Nigerians have been recognised to have fan­tastic science evolution capacity and capability. We have about 129 universities and our aim is to establish this office in all the universities. We have 125 polytechnics and monothecnics, over 300 research institutions and our aim is to estab­lish in all of them.

We should move into these facilities to give the knowledge to the universities. This is how you convert your technology, this is how you get intellectual property and get protected.

We have over 700 requirements and have es­tablished over 30 but now the rate is very slow and certainly it has an implication on funding.

We have access to the patent databases in the world, we know how you can check and ensure that what you are working on as a researcher is not what someone has done already. This is what we educate the university so that when they restructure their research programme they will restructure it well and what comes out of it will become something very fantastic.

Some industries have survived for 100 years in Nigeria and you cannot clearly see the small and medium enterprises below them that are feeding from them. I say to these industries, this is not acceptable; you must participate in evolv­ing the kind of knowledge that can connect to industry so we started what we call NOTAP In­dustry Technology Transfer Services.

In 2009, based on the friendship and partner­ship with industries, we generated over 200 of these scholarships and these scholarships are such that when we give a young person, he goes into the industry and develops his PhD project so that as you are constantly working with in­dustry you will know how the industry thinks.

When we entered into the manufacturing industry, we discovered a secret. Nigeria has been consuming products from these industries for over 50 years. Our children know the prod­ucts, they know the beginning but they do not know the middle. I said to companies, we have to work with you and we have to go back to the bottom where we were planting seeds for intel­lectuals and then we formed a project called the technology story board.

The Federal Government came up with Alm­ajiri schools targeted at ensuring northerners all go to school.

NOTAP’s understanding of technology de­cides to support the president and his team to push this to the next level.

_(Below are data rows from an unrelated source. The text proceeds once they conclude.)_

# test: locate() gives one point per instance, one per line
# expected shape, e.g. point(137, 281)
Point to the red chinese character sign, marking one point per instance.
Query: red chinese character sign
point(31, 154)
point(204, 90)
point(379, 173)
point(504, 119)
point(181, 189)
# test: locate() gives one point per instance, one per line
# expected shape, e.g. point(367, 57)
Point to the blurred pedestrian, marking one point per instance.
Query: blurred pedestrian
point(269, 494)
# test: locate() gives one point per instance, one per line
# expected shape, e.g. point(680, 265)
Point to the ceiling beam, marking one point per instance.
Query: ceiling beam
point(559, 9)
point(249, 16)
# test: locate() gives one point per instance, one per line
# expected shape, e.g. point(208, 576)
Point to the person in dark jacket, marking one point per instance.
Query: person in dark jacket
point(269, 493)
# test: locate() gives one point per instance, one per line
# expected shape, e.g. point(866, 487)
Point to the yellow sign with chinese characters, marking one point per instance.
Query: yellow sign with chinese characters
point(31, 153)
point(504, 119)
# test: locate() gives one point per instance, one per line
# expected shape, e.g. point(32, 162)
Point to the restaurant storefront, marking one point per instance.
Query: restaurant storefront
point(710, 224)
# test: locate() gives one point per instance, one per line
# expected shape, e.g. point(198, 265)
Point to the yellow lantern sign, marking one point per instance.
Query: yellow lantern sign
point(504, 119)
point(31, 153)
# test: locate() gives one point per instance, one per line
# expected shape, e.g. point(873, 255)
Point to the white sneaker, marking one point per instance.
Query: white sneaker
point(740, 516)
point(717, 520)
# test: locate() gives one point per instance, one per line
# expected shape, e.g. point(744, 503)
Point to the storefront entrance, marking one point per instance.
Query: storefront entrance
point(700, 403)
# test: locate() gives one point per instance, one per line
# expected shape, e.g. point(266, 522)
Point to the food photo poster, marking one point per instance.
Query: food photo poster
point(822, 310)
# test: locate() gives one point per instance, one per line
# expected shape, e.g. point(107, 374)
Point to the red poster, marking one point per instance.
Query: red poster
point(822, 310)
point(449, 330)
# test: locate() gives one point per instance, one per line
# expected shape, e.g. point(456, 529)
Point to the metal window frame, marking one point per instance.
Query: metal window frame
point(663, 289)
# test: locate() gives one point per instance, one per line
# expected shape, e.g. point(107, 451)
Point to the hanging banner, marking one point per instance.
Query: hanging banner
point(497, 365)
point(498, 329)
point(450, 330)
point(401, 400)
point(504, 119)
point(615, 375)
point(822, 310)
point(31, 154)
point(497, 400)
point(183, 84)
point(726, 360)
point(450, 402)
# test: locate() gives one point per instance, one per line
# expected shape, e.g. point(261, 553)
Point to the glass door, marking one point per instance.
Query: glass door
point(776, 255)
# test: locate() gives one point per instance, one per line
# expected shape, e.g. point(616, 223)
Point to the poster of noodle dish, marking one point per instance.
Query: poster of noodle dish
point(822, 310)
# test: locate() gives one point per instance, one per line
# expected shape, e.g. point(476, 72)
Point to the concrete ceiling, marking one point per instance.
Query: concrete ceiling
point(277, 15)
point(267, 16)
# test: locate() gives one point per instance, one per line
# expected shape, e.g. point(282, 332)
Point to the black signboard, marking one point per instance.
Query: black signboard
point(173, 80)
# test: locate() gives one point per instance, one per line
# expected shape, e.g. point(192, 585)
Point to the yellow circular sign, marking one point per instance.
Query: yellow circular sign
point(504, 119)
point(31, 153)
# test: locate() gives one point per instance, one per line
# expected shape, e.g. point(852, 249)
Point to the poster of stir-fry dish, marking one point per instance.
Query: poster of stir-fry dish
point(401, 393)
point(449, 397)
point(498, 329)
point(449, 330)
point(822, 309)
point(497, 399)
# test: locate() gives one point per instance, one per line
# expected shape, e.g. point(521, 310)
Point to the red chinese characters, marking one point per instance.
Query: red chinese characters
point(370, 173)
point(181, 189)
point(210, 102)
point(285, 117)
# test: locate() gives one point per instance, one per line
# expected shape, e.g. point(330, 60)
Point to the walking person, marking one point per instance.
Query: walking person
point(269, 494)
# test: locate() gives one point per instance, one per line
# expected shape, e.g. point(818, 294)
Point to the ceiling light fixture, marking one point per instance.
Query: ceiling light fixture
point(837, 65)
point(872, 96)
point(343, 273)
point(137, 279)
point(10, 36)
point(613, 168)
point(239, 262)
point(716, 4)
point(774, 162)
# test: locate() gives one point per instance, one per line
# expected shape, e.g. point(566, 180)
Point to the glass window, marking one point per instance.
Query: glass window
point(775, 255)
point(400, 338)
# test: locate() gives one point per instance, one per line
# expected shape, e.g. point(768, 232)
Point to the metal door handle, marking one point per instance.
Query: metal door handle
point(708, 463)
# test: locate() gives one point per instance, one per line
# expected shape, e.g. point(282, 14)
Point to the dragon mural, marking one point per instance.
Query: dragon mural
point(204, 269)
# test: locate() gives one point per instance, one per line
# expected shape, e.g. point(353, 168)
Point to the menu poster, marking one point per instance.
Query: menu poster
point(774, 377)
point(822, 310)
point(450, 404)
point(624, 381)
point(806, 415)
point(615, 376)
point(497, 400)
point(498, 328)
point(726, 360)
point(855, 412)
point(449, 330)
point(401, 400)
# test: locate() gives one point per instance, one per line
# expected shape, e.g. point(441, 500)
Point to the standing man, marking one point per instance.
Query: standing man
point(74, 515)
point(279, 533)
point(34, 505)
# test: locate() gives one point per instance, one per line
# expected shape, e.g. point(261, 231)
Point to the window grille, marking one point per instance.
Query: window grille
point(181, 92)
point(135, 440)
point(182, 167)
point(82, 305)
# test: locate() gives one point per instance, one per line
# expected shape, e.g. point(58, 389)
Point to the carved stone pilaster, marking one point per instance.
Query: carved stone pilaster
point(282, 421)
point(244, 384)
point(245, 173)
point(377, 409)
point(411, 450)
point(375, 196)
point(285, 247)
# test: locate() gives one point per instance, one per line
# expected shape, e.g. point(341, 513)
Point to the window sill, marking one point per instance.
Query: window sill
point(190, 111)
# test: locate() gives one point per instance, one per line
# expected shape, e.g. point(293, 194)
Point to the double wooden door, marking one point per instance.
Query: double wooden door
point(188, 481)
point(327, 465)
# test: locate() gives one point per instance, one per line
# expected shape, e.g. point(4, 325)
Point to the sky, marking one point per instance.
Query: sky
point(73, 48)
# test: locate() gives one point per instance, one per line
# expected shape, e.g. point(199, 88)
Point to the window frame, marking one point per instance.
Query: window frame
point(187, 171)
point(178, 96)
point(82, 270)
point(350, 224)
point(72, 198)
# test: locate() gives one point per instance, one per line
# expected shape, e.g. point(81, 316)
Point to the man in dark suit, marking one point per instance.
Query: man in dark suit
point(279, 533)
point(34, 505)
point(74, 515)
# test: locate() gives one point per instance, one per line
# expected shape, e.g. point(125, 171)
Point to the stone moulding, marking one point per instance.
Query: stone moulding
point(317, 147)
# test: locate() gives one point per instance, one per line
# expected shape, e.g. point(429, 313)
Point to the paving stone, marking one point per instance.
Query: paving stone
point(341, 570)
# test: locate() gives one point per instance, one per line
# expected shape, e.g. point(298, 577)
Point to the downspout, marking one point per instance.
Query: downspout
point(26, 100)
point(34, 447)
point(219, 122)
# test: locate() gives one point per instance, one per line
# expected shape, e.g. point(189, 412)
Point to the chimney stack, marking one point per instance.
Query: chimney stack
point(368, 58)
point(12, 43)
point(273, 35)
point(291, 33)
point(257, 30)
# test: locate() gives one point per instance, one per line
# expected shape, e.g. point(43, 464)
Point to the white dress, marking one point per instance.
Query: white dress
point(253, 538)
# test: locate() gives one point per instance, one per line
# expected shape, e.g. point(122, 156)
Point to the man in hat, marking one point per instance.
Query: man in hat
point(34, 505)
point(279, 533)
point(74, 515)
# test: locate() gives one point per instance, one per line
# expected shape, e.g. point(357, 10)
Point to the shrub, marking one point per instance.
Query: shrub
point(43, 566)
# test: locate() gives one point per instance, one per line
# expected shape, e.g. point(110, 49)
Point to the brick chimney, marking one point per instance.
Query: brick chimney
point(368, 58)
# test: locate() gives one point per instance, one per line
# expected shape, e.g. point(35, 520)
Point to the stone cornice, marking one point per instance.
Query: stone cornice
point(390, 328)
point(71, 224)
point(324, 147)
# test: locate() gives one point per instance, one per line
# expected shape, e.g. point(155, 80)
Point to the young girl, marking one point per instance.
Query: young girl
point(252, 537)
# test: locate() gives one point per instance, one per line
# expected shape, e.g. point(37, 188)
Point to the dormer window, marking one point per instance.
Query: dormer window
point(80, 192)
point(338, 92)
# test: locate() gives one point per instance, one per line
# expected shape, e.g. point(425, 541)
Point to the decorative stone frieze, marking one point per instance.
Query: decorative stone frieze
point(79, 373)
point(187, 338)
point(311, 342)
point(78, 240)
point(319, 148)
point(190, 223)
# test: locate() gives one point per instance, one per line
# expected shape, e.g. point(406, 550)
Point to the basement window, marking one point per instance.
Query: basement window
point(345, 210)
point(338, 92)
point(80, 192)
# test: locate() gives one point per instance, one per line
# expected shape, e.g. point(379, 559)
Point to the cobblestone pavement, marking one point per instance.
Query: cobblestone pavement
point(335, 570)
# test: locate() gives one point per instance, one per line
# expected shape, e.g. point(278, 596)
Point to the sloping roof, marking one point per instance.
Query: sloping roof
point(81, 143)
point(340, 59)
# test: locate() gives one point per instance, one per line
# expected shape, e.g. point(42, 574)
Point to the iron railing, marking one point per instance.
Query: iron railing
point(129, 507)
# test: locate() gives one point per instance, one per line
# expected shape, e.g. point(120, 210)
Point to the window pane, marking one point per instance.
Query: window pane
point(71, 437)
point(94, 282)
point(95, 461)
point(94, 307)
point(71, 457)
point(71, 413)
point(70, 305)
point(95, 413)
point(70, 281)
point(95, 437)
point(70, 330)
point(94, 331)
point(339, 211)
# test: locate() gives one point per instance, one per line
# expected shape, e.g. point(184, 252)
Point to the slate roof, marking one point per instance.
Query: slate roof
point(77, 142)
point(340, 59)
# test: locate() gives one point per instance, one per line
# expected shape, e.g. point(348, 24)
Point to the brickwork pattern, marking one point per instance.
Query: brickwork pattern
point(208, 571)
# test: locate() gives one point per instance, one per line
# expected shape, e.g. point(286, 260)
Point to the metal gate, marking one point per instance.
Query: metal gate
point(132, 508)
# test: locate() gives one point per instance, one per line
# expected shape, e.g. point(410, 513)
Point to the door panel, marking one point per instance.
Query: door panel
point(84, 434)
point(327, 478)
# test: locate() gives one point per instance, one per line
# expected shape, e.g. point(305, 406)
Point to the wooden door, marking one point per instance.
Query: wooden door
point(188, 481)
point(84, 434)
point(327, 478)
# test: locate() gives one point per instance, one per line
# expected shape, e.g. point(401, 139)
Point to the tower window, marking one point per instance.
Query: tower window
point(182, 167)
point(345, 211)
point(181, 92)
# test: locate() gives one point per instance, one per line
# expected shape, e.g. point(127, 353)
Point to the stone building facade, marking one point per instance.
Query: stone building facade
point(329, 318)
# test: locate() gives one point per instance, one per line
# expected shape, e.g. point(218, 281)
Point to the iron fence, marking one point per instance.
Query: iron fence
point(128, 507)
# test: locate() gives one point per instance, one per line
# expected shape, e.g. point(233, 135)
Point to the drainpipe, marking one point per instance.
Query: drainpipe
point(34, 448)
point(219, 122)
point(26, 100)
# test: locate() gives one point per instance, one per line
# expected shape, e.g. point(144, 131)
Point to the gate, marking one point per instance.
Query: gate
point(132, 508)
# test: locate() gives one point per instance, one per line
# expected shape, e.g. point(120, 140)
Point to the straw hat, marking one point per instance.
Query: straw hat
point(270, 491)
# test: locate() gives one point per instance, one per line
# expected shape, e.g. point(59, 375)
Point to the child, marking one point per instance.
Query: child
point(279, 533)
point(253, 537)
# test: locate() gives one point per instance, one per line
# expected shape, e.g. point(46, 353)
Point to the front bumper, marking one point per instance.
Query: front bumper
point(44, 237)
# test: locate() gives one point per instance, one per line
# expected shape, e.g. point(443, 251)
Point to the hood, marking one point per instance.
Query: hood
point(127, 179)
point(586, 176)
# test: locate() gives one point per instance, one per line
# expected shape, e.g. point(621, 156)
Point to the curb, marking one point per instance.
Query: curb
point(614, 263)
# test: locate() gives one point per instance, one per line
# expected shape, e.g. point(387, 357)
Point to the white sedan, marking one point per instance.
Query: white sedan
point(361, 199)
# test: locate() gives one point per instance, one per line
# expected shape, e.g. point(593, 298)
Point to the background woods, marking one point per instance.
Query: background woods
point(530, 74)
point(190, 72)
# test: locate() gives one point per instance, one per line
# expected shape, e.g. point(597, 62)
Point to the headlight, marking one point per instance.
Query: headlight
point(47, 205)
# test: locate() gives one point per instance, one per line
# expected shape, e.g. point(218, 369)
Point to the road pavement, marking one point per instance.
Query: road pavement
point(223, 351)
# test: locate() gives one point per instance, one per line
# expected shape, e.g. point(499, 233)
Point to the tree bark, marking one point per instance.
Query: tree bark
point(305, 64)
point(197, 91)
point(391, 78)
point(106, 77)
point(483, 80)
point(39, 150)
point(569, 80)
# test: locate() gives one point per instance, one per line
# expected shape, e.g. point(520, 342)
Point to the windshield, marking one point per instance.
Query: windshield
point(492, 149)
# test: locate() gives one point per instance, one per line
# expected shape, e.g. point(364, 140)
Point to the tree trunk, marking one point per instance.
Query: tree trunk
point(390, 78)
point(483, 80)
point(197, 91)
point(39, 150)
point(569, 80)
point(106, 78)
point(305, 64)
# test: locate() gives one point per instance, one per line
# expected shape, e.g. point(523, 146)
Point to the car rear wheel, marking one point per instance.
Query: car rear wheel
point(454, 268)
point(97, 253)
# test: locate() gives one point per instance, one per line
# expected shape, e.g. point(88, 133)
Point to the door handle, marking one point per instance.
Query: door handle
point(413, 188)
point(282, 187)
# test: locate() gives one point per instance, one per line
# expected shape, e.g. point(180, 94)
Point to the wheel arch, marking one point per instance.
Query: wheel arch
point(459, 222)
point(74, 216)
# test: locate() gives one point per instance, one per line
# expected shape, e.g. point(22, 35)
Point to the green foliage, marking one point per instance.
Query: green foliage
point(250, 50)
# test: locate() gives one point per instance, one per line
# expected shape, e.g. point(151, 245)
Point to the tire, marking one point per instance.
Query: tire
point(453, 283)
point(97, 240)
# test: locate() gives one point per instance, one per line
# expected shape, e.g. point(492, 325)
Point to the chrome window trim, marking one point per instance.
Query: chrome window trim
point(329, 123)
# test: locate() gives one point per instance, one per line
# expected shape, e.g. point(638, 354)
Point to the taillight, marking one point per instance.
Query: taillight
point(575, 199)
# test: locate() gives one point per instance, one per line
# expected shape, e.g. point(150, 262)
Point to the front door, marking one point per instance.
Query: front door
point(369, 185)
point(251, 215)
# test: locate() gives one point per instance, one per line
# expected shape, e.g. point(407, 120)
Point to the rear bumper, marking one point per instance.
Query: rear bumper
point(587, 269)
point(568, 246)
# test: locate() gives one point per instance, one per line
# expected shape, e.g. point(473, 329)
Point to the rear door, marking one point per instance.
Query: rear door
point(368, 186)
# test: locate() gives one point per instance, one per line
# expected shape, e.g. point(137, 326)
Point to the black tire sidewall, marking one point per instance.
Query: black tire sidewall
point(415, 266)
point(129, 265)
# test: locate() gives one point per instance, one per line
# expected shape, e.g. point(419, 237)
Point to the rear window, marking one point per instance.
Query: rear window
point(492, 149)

If you can capture a child in the Almajiri school and bring him down, this is his prime time when he can actu­ally be utilised so we migrated from this level to this level. We standardised it by adding a digital Koran with capacity to capture any information.

To do this, we are working with another group of Nigerians who understand how to do computer programmes and how to write appli­cations on things that people can download on the internet.

We are working on one side with the highest level of young people who are excited so they will take a video of an Islamic scholar, write a computer programme, put it on the internet so that a young person can download it. By this, we are generating new jobs for Nigerians.

Our target is to make sure that this complete set can actually go to a Nigerian child at the rate of probably below N5,000. If we have not had the experience of how industry behaves, how superior technology behaves, we would not have come up to this level. This invention has been patented in Nigeria and now we are work­ing very hard to ensure that we produce an in­dustrial product.